Cycling
2026 Tour De France Riders’ Salaries: Where is Oscar Onley on the list?
The Tour de France 2026 gets underway on 4th July, and while the eyes of the cycling world are fixed on the mountain stages and time trials, William Hill News are here to give you the breakdown of how much the world best cyclist are earning.
From Tadej Pogacar’s staggering wages to the minimum-salary riders who make up the peloton, professional cycling’s pay gap is wide-open. So, how much do the top dogs earn, and where does British hope Oscar Onley fit in?
The man at the top
Tadej Pogacar, the four-time Tour de France champion remains the highest-earning cyclist in the world in 2026. The Slovenian machine earns around €8 million per year under contract with his team, UAE Team Emirates-XRG, with performance bonuses capable of pushing his total earnings significantly higher.

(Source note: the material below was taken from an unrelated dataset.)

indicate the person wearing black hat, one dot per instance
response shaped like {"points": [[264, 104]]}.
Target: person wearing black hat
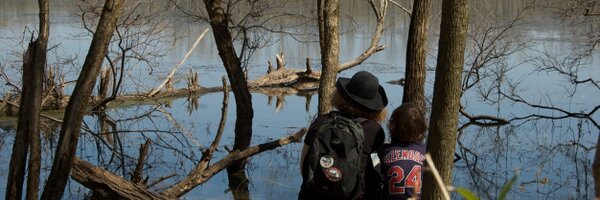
{"points": [[358, 97]]}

At the top of the list, Pogacar earns more in a fortnight that most World Tour riders do in a full season.
Behind Pogacar, Remco Evenepoel follows in second after his transfer to Red Bull-Bora-hansgrohe, earning €6.6 million per year. While two-time Tour de France winner Jonas Vingergaard Hansen rounds out the top three, taking home €5 million a year with Team Visma-Lease a bike.
Where does Oscar Onley sit?
23-year-old Brit arrives at INEOS Grenadiers as one of the most talked-about riders in the peloton and his new salary is certainly a reflection of his talent and potential. A move from Picnic-postNL ahead of the 2026 season came with a base salary of around €1.6 million per year on a four-year deal, with the included performance bonuses potentially pushing that package above the €2.2 million mark.

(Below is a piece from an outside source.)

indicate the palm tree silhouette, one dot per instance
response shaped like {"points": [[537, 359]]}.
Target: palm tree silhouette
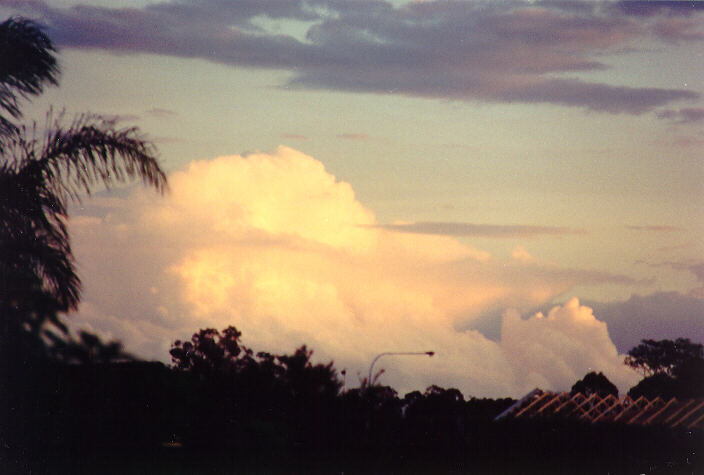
{"points": [[42, 170]]}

His deal makes him the second highest paid British rider in the peloton after Tom Pidcock, and comfortably the biggest single investment INEOS have made in a GC rider since they locked down Egan Bernal in 2019.
A career on the rise
Born in London but raised in Kelso in the Scottish Borders, Onley joined INEOS in January 2026 after spending his entire professional career at Team Picnic-PostNL, where he signed as a 20-year-old in 2023. The big breakthrough came in the summer of 2025, when he placed fourth at the Tour de France, finishing 12 minutes and 12 seconds behind winner Tadej Pogacar.

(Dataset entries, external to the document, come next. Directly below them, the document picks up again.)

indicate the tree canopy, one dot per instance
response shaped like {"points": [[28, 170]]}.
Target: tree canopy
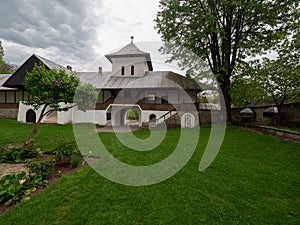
{"points": [[225, 32], [56, 90]]}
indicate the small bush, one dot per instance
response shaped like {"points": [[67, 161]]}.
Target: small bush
{"points": [[68, 151], [15, 188], [75, 159], [17, 155], [40, 168]]}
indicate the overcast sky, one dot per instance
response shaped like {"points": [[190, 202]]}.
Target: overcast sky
{"points": [[74, 32]]}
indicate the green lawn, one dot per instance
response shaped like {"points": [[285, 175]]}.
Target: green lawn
{"points": [[255, 179]]}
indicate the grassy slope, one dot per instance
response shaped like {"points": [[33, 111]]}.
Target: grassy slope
{"points": [[254, 180]]}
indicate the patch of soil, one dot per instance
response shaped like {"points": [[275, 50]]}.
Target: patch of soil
{"points": [[60, 168]]}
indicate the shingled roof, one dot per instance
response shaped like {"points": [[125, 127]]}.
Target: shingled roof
{"points": [[151, 80], [131, 50]]}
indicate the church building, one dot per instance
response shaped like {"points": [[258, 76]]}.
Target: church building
{"points": [[132, 85]]}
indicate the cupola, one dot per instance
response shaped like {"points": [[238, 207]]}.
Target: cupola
{"points": [[130, 61]]}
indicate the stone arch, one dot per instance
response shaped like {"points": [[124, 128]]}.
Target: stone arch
{"points": [[30, 116], [132, 117], [188, 120]]}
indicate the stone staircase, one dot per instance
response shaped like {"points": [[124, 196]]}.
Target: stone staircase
{"points": [[170, 119]]}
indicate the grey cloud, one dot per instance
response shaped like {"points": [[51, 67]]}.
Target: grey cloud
{"points": [[67, 25]]}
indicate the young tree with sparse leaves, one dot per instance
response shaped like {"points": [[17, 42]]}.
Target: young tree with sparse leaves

That result earned the attention of the biggest teams in the sport, and the buyout Ineos Grenadiers paid to release him from his Picnic-PostNL contract is reported to be among the most expensive in cycling history.
A gutting setback
Unfortunately, Onley won’t be lining up in Barcelona on 4th July. He injured his shoulder in a crash during the sixth stage of the recent Tour Auvergne-Rhone-Alpes earlier this month. However, at just 23, Onley is only just getting started and he’ll be ready to hit the ground running again next year, backed by a salary that already puts him among cycling’s elite, and one could look like a bargain by the time his contract expires.